This event celebrates the publication of Stephanie O’Rourke’s major new book, Picturing Landscape in an Age of Extraction: Europe and its Colonial Networks, 1780-1850 (Chicago UP, 2025). O’Rourke’s timely book explores the deep links between landscape representation and resource extraction during the first decades of Europe’s industrial revolutions. Landscape painting was both profoundly shaped by extractive industries, such as mining and forestry, and can reveal attitudes towards an emergent logic of extractivism that continues to shape our world. The book makes an essential contribution to debates about landscape, environment, technology and industry.
This panel discussion, featuring O’Rourke in conversation with distinguished Professors John Tresch and Susan Siegfried, will illuminate the book’s key themes.
Organised by Esther Chadwick, Senior Lecturer in History of Art, Courtauld Institute.
Speakers:
Stephanie O’Rourke is Senior Lecturer in Art History, University of St Andrews. She specialises in European art, focusing on the intersections of resource extraction, scientific knowledge, and media technologies in the 18th and 19th centuries. Art, Science and the Body in Early Romanticism (Cambridge University Press, 2022), her first book, considers the relationship between art and the production of scientific knowledge at the dawn of the nineteenth century. Her second book, Picturing Landscape in an Age of Extraction (University of Chicago Press, 2025), examines how European landscapes reflected emerging industries like mining and timber harvesting, alongside concepts of race, climate, and waste.
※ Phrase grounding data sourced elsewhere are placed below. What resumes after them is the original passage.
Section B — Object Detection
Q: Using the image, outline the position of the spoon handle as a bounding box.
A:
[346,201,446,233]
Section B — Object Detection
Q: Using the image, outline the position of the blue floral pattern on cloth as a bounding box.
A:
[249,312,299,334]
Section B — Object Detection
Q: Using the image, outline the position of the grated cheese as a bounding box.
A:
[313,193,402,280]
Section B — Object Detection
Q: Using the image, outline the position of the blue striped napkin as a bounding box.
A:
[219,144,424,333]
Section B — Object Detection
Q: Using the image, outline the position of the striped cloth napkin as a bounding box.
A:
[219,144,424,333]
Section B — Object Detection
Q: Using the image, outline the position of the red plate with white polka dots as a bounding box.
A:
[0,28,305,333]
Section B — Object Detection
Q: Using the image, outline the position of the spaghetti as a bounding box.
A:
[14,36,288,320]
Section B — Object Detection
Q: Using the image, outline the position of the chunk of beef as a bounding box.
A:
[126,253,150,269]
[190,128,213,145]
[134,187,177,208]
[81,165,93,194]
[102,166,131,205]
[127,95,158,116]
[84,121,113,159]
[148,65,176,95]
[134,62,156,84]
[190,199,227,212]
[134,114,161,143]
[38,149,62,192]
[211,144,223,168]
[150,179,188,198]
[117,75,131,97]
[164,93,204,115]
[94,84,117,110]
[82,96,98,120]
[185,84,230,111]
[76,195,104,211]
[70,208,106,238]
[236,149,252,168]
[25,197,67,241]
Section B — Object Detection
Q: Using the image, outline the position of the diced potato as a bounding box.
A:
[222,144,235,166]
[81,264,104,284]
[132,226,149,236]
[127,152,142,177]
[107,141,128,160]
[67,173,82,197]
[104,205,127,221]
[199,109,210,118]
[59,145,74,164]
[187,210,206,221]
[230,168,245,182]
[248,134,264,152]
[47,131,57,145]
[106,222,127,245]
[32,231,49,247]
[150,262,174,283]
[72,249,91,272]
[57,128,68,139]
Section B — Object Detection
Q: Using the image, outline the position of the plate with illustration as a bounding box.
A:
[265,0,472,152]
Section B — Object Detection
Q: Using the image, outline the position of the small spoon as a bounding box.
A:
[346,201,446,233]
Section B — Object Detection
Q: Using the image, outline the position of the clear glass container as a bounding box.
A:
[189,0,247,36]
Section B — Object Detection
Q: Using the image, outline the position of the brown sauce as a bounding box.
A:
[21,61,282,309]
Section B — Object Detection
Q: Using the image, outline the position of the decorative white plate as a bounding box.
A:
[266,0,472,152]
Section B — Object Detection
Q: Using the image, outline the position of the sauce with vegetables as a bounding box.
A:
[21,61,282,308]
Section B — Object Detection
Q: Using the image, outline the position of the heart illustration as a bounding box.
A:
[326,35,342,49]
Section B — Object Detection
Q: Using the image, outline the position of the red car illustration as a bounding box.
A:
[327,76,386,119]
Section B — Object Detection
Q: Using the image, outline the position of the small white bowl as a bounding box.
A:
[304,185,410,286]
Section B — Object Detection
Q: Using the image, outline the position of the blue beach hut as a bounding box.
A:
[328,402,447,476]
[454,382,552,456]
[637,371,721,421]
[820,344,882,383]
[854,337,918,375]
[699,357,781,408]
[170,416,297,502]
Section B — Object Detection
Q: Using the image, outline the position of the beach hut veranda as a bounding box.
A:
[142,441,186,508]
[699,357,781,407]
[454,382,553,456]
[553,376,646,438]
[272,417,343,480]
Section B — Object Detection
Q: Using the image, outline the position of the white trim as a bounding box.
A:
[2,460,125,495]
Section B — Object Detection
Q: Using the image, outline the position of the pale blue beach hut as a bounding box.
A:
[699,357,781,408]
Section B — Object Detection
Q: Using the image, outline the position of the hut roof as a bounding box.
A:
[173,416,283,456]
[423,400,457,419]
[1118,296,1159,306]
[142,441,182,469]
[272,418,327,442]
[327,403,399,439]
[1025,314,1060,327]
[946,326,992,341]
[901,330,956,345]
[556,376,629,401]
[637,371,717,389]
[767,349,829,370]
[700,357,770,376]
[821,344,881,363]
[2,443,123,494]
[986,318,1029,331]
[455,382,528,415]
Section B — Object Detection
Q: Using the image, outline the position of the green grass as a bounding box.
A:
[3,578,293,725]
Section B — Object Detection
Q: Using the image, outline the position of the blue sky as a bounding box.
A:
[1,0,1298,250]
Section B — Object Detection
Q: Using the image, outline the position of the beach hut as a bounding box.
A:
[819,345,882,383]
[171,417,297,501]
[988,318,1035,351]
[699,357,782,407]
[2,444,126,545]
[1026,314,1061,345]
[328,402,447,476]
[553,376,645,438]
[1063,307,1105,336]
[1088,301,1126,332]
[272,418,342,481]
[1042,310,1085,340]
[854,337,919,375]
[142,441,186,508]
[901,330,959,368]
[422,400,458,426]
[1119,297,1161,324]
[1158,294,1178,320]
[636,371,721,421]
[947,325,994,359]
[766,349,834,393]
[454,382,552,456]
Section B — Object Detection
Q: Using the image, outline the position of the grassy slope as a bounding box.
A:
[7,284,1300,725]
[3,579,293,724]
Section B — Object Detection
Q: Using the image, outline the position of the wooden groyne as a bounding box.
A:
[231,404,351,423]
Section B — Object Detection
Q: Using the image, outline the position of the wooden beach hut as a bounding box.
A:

John Tresch is Professor of History of Art, Science, and Folk Practice at the Warburg Institute, University of London. He writes on intersections of technology, human and natural sciences, politics and arts. He is author of The Romantic Machine: Utopian Science and Technology after Napoleon (Chicago, 2012), The Reason for the Darkness of the Night: Edgar Allan Poe and the Forging of American Science (FSG, 2021), and the forthcoming Cosmograms: How to Do Things with Worlds (Chicago).
Susan L. Siegfried is Denise Riley Collegiate Professor Emerita of the History of Art and Women’s Studies, University of Michigan. Her latest book is The New Taste: Fashion and Art in the 1820s and the 1830s (2026). Related research includes ‘Millais and Yellow’, Oxford Art Journal (2025), ‘The Allure of Dress in Ingres and Picasso’ in Picasso Ingres: Face to Face (2022) and ‘Fashion in the Life of George Sand’ (with John Finkelberg), Fashion Theory 26 (2020). She also published Ingres: Painting Reimagined (2009), Staging Empire (with Todd Porterfield, 2006), and The Art of Louis-Léopold Boilly: Modern Life in Napoleonic France (1995).
Esther Chadwick is Senior Lecturer and Head of the History of Art Department at the Courtauld. Her book, The Radical Print: Art and Politics in Late Eighteenth-Century Britain was published by the Paul Mellon Centre for Studies in British Art in 2024.